On Friday, Chairman Lamar Smith announced his intention to remove the Domain Name System (DNS) elements from SOPA, PIPA’s cousin in the House. This reversal followed weeks and months of defending DNS filtering as effective and not harmful to cyber security and human rights solely based on the word of a few individuals the pro-SOPA/PIPA lobby actively amplified. Such a late stage adjustment to a central part of the bill suggests that the entire concept may be fatally flawed, given that much of the legislation was drafted in a similar one sided manner.
That same day, Republican Senators Grassley, Hatch, Sessions, Cornyn, Lee and Coburn – two of whom co-sponsored PIPA – wrote to Leader Reid urging him to slow the advance of PIPA and give the Senate a real chance to consider its implications.
Yesterday the White House weighed in with concerns as well. Intellectual Property Enforcement Coordinator Victoria Espinel, U.S. Chief Technology Officer Aneesh Chopra, and Special Assistant to the President and Cybersecurty Coordinator for National Security Howard Schmidt expressed reservations about any provisions that would encourage online censorship, create cybersecurity risks by disrupting the underlying architecture of the Internet, provide blanket immunity to intermediaries, and allow incumbents to litigate innovative startups to death.
Senators Grassley, Hatch, Sessions, Cornyn, Lee, and Coburn, Coordinator Espinel, Chief Chopra, and Coordinator Schmidt, and countless companies, online services, websites, entrepreneurs, editorial boards, bloggers, nonprofit organizations, and think tanks are all correct – the solution to online counterfeiting and copyright infringement requires all sides to work together and all legitimate concerns to be considered and addressed. If it was not clear before, it is clear now that PIPA fails to do that.

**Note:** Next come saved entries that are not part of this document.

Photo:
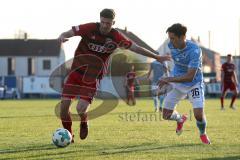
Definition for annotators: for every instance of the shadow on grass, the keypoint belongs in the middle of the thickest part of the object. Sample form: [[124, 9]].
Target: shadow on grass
[[28, 149], [223, 158], [143, 147], [31, 116]]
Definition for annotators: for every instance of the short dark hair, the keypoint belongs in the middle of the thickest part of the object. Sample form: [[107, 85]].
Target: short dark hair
[[107, 13], [178, 29]]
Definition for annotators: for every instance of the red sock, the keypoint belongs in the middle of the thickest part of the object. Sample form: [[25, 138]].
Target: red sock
[[233, 99], [222, 99], [83, 117], [67, 122]]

At this point, the only responsible course of action is to withdrawn the motion for cloture and engage in a balanced and open discussion around these complex issues. It is time for the Senate leadership to take their collective feet off the gas, step back, and give this issue the thoughtful debate that it deserves.
Chairman Darrell Issa and Senator Ron Wyden have begun this work with the OPEN Act and have even dedicated an entire website to transparency and inclusiveness in the process. Such an approach to considering legislation that impacts something as important as the Internet should serve as a model and be embraced by the rest of the Senate.